Ok - so from looking at the resulting 'mixture' of metadata you
have in your archive and what physically present on PV header are
and now noticing this is some 'not-so-standard' distro - I'm starting to
suspect the reason of all these troubles.

I'm running void linux, and I haven't messed with the initramfs at all from the defaults. I'll report this to the distro maintainers. Thanks!

Withing 'dracut' you shouldn't be firering dmeventd at all - monitoring
should be enabled  (by vgchange --monitor y) once you switch to your rootfs
so dmenventd is execute from your rootfs!

By letting 'dmeventd' running in your 'dracut world' - it lives in its
own environment and likely its very own locking dir.

That makes it very easy your dmeventd runs in parallel with your other lvm2
commands - and since this way it's completely unprotected
(as file-locking is what it is) - as the resize is  operation for several
seconds it has happened your 'admins' command replaced whatever dmeventd was
doing.

dmeventd does write its PID file into the correct directory in the post-initramfs root, so whatever's happening is some weird hybrid.
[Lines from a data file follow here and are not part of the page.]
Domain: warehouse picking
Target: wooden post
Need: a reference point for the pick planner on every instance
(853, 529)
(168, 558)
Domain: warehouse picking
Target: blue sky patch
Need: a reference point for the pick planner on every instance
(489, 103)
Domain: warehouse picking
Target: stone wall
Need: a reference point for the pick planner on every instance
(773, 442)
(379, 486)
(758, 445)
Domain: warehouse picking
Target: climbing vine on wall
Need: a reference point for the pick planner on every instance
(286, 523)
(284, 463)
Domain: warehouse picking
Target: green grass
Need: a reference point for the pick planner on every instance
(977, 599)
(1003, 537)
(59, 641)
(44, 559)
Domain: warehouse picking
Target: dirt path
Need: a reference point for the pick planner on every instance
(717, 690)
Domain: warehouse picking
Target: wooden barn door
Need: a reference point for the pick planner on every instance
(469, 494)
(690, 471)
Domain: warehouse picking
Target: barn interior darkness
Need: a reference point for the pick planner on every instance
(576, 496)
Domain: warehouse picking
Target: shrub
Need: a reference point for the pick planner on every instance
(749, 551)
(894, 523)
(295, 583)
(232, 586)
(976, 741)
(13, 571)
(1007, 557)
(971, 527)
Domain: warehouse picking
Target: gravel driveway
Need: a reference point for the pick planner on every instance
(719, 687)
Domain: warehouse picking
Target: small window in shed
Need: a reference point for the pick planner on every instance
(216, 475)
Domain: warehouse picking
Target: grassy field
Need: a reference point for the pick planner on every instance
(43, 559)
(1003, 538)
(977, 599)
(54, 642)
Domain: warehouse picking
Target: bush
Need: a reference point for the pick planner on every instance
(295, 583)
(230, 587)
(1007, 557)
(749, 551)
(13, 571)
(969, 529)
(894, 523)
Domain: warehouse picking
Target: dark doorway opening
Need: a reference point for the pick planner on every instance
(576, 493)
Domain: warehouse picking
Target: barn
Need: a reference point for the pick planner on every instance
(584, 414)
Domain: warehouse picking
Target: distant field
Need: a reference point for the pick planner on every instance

I'll debug this further with my distro.

So I think to prevent repeated occurrence of this problem - you'll need
to ensure your system-booting will follow the pattern from distros
like Fedora.

I think for now, the easiest solution may be to try to stop dmeventd from being started by dracut.

I have encountered a further problem in the process of restoring my thin pool to a working state. After using vgcfgrestore to fix the mismatching metadata using the file Zdenek kindly provided privately, when I try to activate my thin LVs, I'm now getting the error message:

Thin pool <THIN POOL LONG NAME>-tpool transaction_id (MAJOR:MINOR) transaction_id is XXX, while expected YYY.

where XXX == YYY + 2. Is this indicative of a deeper problem? I'm hesitant to run any further operations on this volume without advice because I think I'm in fairly uncharted territory now.

Thank you again for all your help!
--Duncan Townsend

P.S. This was typed on mobile. Please forgive any typos.